Quiero por último referirme al controversial tema de Borges y la política, en torno el cual se ha levantado una polvareda que me impacta como injustificada. Se me hace difícil concebir un temperamento más alejado de las pugnas, maledicencias, trampas, zancadillas, dobleces, borrascas e insensatez de la política que el de Borges. Presumo que él diría que fue la política la que se ensañó con él, y no al revés, y que hubiese deseado permanecer en paz entre las cuatro paredes de su biblioteca, sin ser alcanzado por las felonías del peronismo, entre otros avatares que le tocó vivir. Ahora bien, si no queda otro remedio habría que decir que Borges, en el campo político, fue un típico conservador en la acepción del término predominante en Inglaterra, por ejemplo. Ser conservador no es lo mismo que ser un reaccionario, alguien que busca traer a la vida un pasado ya muerto. Un conservador es un ser civilizado que aborrece el desorden, prefiere los cambios graduales a las revoluciones, admite nuestras fallas morales y no pretende erradicarlas sino atenuarlas, y observa el carrusel de la historia con ojos escépticos, sin aguardar demasiado de sus desenlaces pero sin suponer que lo peor es inevitable. Como conservador genuino Borges fue anticomunista y antifascista y admitió la democracia como el menor de los males, dadas las alternativas.
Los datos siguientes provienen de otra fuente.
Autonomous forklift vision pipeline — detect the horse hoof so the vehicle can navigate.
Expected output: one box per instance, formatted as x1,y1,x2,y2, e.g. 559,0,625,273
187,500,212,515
El escepticismo de Borges cubría mucho más que la política y los ajetreos de la existencia común, y permeó mucho de lo que escribió. Reconozco que siento una predilección espiritual por esa manera de ver las cosas, aunque por temperamento y carácter no me sea normalmente fácil asumir tal postura ante la vida. Suerte la de Borges, quien supo dar amplio espacio a la ironía, el humor y el sarcasmo frente a la inacabable comedia humana.

Este artículo fue originalmente publicado en El Nacional (Venezuela) el 5 de octubre de 2016.